Core Concepts
The author proposes an audio-textual diffusion model to generate high-quality UTI data with clear tongue contour, crucial for linguistic analysis and clinical assessment.
Abstract
An audio-textual diffusion model is introduced to convert speech signals into ultrasound tongue imaging (UTI) data. By integrating acoustic and textual information, the proposed model generates high-quality UTI data with a clear tongue contour. Experimental results demonstrate significant improvements over traditional methods in terms of quality metrics such as RMSE, LPIPS, PSNR, and FID.
The study addresses the limitations of existing Acoustic-to-Articulatory Inversion (AAI) methods by leveraging personalized acoustic information and universal textual inputs. The diffusion model captures temporal dependencies across consecutive pronunciations to enhance the quality of generated UTI data. The fusion of acoustic and textual embeddings through a cross-attention mechanism improves the coherence and naturalness of the generated UTI data.

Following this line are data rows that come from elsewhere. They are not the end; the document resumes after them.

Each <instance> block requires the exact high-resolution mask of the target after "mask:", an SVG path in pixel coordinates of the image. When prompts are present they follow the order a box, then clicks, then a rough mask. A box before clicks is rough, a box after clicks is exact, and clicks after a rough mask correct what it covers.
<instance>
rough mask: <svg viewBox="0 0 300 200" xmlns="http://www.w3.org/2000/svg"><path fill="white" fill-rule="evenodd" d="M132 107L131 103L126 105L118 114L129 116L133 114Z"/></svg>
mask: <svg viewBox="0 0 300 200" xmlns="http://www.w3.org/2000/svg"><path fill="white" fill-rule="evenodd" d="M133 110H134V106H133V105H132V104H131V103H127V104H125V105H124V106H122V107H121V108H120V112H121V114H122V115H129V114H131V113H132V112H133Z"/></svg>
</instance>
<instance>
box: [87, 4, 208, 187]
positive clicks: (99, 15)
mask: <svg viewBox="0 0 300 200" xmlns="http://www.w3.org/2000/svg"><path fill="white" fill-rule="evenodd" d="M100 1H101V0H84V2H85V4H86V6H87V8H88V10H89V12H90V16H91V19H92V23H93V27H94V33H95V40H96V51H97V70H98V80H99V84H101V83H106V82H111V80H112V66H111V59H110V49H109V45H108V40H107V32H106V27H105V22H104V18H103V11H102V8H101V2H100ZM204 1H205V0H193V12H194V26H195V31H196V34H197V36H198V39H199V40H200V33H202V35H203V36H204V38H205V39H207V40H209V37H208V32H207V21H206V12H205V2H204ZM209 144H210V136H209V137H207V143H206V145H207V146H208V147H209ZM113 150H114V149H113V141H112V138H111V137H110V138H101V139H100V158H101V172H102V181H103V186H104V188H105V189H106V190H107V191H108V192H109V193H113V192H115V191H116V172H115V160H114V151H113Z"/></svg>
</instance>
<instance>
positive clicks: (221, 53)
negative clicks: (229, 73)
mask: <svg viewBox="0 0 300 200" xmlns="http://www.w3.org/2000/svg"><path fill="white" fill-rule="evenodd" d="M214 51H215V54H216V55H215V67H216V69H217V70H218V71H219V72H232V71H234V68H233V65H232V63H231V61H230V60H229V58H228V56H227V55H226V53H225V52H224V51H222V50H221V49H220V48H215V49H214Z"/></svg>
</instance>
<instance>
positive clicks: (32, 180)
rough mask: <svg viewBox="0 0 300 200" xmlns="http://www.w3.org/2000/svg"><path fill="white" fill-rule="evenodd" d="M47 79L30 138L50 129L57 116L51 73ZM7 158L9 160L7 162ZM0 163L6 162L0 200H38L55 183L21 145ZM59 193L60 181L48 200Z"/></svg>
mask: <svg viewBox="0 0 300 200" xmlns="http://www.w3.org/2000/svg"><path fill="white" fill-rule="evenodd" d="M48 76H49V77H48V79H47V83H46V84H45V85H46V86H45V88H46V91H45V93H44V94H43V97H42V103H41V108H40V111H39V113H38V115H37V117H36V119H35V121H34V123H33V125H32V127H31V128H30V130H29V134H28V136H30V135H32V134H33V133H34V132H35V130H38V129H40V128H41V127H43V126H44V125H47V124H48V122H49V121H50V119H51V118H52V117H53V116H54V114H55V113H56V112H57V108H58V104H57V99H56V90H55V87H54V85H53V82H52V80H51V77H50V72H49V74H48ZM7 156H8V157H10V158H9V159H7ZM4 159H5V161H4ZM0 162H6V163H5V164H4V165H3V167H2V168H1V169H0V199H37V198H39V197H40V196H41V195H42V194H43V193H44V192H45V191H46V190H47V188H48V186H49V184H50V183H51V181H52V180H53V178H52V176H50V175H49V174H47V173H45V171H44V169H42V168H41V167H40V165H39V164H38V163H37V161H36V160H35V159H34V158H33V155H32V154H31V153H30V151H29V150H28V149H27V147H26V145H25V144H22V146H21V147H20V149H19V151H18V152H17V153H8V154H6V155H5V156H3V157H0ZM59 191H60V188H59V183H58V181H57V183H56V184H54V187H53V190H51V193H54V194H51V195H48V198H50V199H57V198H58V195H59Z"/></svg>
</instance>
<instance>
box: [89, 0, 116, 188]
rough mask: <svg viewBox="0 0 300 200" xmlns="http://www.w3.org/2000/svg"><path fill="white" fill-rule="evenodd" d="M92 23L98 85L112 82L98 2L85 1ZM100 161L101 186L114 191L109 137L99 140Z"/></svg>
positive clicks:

By applying the diffusion model to convert audio into UTI data, the study showcases advancements in speech technology applications like automatic speech recognition, speech therapy, and speech assessment. The proposed system outperforms DNN-based AAI systems in various evaluation metrics, highlighting its potential for clinical assessments related to tongue function.
Stats
Experimental results showed that the proposed diffusion model could generate high-quality UTI data.
A LPIPS improvement of 67.95% relative was achieved by the diffusion system.
FID decreased from 256.80 to 22.02 with the proposed diffusion AAI system.
The training set consists of 40 speakers with a total dataset duration of 6.85 hours.
The ASR model achieved a character error rate (CER) of 0.02% on the Mandarin speech-ultrasound dataset.
Quotes
"The proposed diffusion AAI system consistently outperformed DNN-based AAI baselines in all metrics."
"The introduction of additional textual information significantly enhanced the quality of generated UTI data."
"The fusion of acoustic and textual embeddings improved coherence and naturalness in generated UTI data."